Prep Time 15 minutes
Servings 4

Ingredients

  • 1/4 cup finely crumbled feta
  • 3 tbsp olive oil
  • 3 tbsp lemon juice
  • 2 tsp dijon mustard
  • 1 tsp kosher salt
  • 1/2 tsp black pepper
  • 2 medium fennel bulbs, halved lengthwise, thinly sliced (about 5-6 cups)
  • 1 small bunch lacinato kale, stems removed, very thinly sliced (about 4 cups)
  • Toasted almonds, chopped (for topping)
  • Pro tip! ~ To soften kale for salads, massage it by hand with either some of the dressing or just a bit of oil and salt. This will make it less fibrous and more pleasant to eat. 
  • Another pro tip! ~ If you’re not that into kale salads, try finely chopping the kale in your blender - the tiny pieces make it easier to chew.

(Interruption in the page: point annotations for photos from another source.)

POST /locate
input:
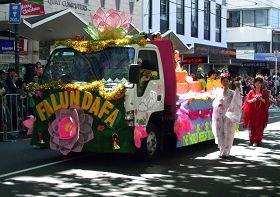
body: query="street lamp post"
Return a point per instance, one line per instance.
(276, 52)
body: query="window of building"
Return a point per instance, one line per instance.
(276, 41)
(233, 19)
(180, 17)
(218, 23)
(248, 17)
(207, 5)
(255, 18)
(164, 15)
(194, 18)
(261, 18)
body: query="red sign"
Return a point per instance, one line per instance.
(32, 7)
(195, 60)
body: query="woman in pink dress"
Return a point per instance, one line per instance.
(226, 113)
(256, 112)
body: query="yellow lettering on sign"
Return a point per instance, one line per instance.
(104, 109)
(48, 108)
(54, 103)
(75, 98)
(87, 100)
(95, 106)
(64, 99)
(112, 118)
(41, 110)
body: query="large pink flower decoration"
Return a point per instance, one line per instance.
(29, 124)
(182, 125)
(70, 130)
(139, 132)
(109, 25)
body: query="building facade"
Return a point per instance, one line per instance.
(253, 29)
(193, 21)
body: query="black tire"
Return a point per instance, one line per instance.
(149, 145)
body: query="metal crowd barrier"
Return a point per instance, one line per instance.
(14, 109)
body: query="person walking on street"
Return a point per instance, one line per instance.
(226, 113)
(256, 112)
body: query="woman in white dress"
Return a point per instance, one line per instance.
(227, 108)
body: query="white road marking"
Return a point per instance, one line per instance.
(40, 166)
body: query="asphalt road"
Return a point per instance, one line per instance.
(191, 171)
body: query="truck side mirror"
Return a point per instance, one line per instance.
(134, 73)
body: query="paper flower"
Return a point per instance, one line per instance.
(225, 74)
(111, 24)
(100, 128)
(139, 132)
(70, 130)
(29, 124)
(182, 125)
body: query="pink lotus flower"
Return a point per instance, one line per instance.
(100, 128)
(70, 130)
(109, 25)
(139, 132)
(29, 124)
(182, 125)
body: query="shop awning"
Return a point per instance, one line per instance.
(177, 42)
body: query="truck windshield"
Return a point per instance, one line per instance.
(109, 65)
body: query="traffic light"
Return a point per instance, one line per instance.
(9, 1)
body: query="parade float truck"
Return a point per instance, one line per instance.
(116, 95)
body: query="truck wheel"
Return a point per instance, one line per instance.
(149, 145)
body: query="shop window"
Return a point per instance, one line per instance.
(233, 19)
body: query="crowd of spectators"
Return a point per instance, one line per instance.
(13, 99)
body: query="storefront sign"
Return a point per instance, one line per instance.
(7, 46)
(32, 7)
(14, 13)
(68, 4)
(214, 51)
(195, 60)
(265, 57)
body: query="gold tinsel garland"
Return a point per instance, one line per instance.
(96, 86)
(94, 46)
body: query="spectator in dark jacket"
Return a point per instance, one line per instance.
(11, 80)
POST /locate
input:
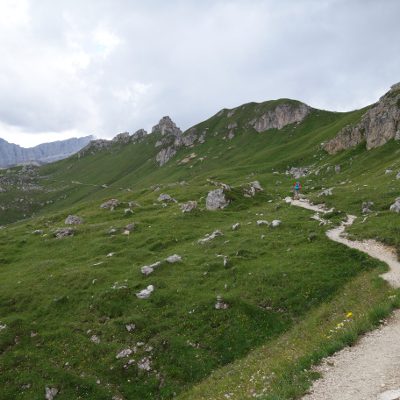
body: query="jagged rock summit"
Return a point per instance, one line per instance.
(378, 125)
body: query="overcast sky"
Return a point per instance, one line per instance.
(74, 68)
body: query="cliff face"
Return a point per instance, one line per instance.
(282, 115)
(378, 125)
(12, 154)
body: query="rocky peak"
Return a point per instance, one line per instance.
(280, 116)
(166, 127)
(377, 126)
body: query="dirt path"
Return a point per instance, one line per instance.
(370, 370)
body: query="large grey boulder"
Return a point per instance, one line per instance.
(63, 233)
(396, 205)
(73, 220)
(110, 204)
(216, 200)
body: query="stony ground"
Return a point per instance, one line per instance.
(370, 369)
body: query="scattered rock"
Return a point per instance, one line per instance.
(174, 258)
(366, 207)
(124, 353)
(145, 293)
(326, 192)
(63, 232)
(275, 223)
(216, 200)
(220, 304)
(236, 226)
(73, 220)
(166, 198)
(396, 205)
(110, 204)
(149, 269)
(50, 393)
(210, 236)
(262, 222)
(95, 339)
(252, 189)
(189, 206)
(145, 364)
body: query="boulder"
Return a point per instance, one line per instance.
(262, 222)
(173, 259)
(236, 226)
(124, 353)
(63, 232)
(110, 204)
(220, 304)
(50, 393)
(210, 236)
(396, 205)
(166, 198)
(149, 269)
(216, 200)
(145, 293)
(366, 207)
(252, 189)
(73, 220)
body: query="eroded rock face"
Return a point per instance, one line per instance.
(63, 232)
(282, 115)
(378, 125)
(166, 127)
(216, 200)
(165, 155)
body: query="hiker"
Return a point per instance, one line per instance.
(296, 190)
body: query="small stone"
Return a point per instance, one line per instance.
(262, 222)
(50, 393)
(174, 258)
(95, 339)
(145, 293)
(275, 223)
(124, 353)
(73, 220)
(236, 226)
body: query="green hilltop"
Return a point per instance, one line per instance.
(243, 315)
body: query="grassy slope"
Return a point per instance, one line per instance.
(278, 285)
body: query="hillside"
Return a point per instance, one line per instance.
(240, 311)
(12, 154)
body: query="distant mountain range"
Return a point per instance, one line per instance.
(13, 154)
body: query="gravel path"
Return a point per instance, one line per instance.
(370, 370)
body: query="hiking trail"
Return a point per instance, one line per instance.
(369, 370)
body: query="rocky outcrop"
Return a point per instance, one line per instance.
(378, 125)
(280, 116)
(12, 154)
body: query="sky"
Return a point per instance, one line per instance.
(73, 68)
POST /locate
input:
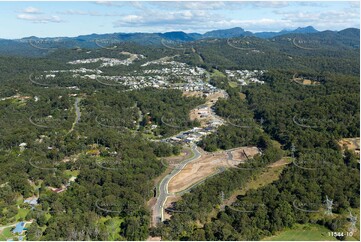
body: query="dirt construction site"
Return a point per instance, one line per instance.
(204, 114)
(208, 164)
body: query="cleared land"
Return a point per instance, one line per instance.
(351, 144)
(304, 232)
(205, 115)
(208, 165)
(269, 175)
(169, 204)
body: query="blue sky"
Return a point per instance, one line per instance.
(51, 19)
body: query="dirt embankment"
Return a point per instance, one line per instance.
(208, 164)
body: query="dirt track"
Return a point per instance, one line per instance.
(207, 165)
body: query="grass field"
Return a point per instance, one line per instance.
(113, 227)
(22, 212)
(6, 233)
(233, 84)
(305, 232)
(217, 73)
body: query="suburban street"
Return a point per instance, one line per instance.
(163, 194)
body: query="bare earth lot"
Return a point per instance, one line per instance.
(204, 115)
(351, 144)
(206, 166)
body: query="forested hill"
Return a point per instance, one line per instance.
(37, 47)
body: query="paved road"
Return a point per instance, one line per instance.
(77, 114)
(158, 209)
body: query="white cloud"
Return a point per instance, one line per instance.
(39, 19)
(31, 10)
(89, 13)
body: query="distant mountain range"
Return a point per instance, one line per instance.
(34, 46)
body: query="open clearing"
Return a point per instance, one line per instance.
(207, 165)
(351, 144)
(169, 204)
(303, 232)
(270, 174)
(204, 114)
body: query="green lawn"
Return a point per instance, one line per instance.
(305, 232)
(233, 84)
(113, 227)
(6, 233)
(217, 73)
(22, 212)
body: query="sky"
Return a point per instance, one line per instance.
(56, 19)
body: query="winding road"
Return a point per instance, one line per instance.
(77, 114)
(163, 194)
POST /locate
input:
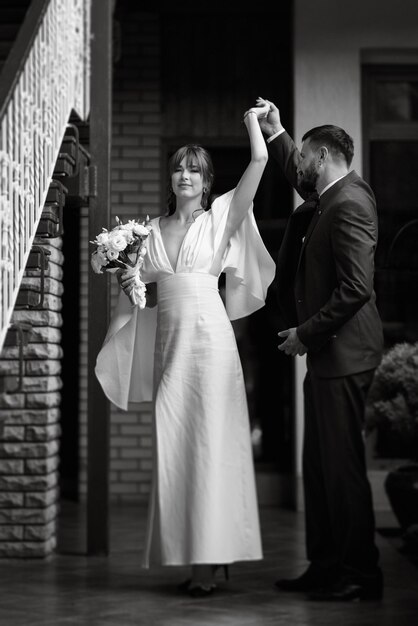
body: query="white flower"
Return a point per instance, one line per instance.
(98, 260)
(141, 230)
(112, 255)
(102, 238)
(117, 241)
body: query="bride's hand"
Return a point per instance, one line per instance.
(126, 280)
(271, 122)
(261, 110)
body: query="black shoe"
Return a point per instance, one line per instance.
(313, 578)
(184, 586)
(201, 591)
(351, 589)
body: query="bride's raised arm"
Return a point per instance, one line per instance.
(248, 184)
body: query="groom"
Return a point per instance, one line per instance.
(325, 279)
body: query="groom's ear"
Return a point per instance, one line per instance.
(323, 153)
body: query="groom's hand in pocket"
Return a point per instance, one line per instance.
(292, 345)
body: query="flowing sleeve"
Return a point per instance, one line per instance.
(124, 365)
(249, 268)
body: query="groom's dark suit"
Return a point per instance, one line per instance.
(325, 275)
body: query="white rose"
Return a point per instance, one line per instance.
(97, 262)
(102, 239)
(117, 241)
(141, 230)
(112, 255)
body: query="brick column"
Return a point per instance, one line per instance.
(29, 426)
(136, 192)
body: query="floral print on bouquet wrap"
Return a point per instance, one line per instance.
(123, 247)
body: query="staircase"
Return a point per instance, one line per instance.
(39, 39)
(44, 88)
(12, 13)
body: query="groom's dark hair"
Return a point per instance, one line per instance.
(334, 138)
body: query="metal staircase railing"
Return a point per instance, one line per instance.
(45, 77)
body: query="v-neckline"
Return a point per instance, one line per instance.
(173, 269)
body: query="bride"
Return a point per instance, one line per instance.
(203, 505)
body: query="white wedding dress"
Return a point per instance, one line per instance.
(203, 503)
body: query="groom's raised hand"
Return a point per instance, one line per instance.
(292, 345)
(271, 124)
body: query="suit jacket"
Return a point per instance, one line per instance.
(333, 304)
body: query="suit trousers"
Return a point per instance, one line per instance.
(340, 524)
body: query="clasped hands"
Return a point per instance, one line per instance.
(127, 279)
(292, 344)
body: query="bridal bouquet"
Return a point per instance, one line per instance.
(123, 248)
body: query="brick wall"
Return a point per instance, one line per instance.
(136, 192)
(29, 427)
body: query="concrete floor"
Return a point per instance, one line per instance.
(70, 588)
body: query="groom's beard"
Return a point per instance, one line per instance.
(308, 179)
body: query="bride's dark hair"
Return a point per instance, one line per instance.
(195, 156)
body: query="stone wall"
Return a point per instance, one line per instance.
(29, 421)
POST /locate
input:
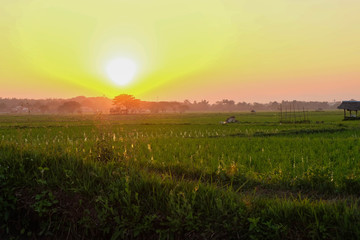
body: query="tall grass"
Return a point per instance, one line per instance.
(178, 176)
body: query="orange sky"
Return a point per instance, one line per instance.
(248, 50)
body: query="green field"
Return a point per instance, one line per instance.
(179, 177)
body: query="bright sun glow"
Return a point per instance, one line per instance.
(121, 70)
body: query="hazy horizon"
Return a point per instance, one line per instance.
(251, 50)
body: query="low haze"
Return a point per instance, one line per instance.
(251, 50)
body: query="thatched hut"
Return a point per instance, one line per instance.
(350, 106)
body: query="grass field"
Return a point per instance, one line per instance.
(179, 177)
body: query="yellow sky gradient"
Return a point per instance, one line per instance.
(246, 50)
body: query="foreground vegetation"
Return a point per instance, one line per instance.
(179, 177)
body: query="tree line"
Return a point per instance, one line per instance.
(129, 104)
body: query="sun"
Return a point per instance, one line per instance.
(121, 70)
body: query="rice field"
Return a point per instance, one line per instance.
(179, 176)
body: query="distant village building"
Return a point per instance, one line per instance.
(351, 107)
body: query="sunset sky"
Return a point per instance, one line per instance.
(245, 50)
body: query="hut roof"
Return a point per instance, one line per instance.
(350, 105)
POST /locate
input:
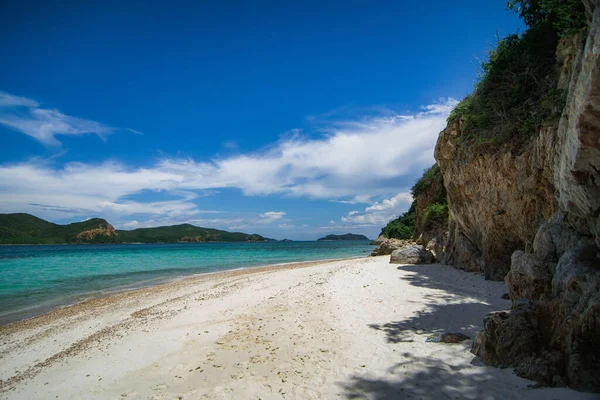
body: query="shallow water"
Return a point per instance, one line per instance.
(35, 279)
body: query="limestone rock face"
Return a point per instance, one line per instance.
(508, 337)
(387, 246)
(413, 254)
(496, 199)
(552, 332)
(528, 278)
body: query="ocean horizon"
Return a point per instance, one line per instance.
(35, 279)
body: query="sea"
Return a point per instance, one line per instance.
(35, 279)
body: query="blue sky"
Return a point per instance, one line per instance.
(288, 119)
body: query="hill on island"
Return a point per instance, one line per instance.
(28, 229)
(347, 236)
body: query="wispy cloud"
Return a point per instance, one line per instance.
(354, 162)
(379, 213)
(26, 116)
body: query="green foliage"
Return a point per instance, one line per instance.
(431, 176)
(435, 217)
(403, 227)
(567, 17)
(430, 187)
(517, 89)
(27, 229)
(347, 236)
(516, 92)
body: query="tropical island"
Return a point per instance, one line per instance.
(21, 228)
(507, 221)
(347, 236)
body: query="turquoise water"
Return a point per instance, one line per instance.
(34, 279)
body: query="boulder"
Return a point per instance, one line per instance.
(508, 337)
(528, 278)
(413, 254)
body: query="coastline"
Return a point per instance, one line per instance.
(352, 328)
(90, 297)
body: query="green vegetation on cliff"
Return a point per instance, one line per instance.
(517, 89)
(347, 236)
(428, 212)
(27, 229)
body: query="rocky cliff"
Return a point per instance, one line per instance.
(529, 213)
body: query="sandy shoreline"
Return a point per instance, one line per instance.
(54, 310)
(337, 329)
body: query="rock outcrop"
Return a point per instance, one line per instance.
(91, 234)
(387, 246)
(412, 254)
(496, 199)
(552, 332)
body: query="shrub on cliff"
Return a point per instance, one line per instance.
(517, 90)
(402, 227)
(431, 177)
(435, 217)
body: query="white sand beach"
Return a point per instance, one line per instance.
(345, 329)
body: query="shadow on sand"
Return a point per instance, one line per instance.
(458, 305)
(433, 380)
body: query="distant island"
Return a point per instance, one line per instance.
(27, 229)
(347, 236)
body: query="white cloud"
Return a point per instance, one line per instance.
(354, 163)
(379, 213)
(25, 115)
(271, 216)
(9, 100)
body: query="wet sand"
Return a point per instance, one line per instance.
(340, 329)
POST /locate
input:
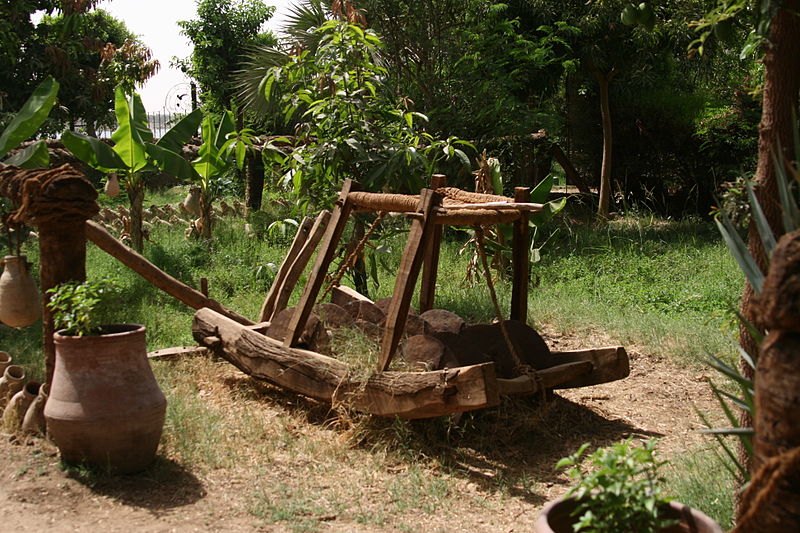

Items you can prep ahead (optional)

  • Whisk together the dressing
  • Halve lengthwise and thinly slice 2 fennel (5-6 cups)
  • Thinly slice a small bunch of kale (4 cups)
  • Toast + chop almonds, for topping

Instructions

  • In a large bowl, whisk together the feta, oil, lemon, dijon, salt, and pepper.
  • Add the fennel and kale and toss to coat.
  • Serve topped with toasted almonds, fennel fronds (the green tops from the fennel, if you have them), and more feta if you’d like.

Notes

Substitutions:

  • Easily substitute any other thinly sliced raw crunchy veggie for the fennel (radish or cucumber (take the seeds out) would work).
  • To make vegan, skip the feta cheese.
  • Easily sub grated parmesan for the feta. 
  • To make nut-free, top with toasted pumpkin seeds.

Storage:

  • Store leftovers in an airtight container in the fridge for up to 5 days

Leftovers + Repurposing:

  • Enjoy this straight out of the fridge. I think it gets better as it sits!
  • Mix in cooked farro or serve over a bed of quinoa + top with fried egg + avocado for a simple lunch.
  • Add it on top of bowls or even tacos for a crunchy tangy slaw.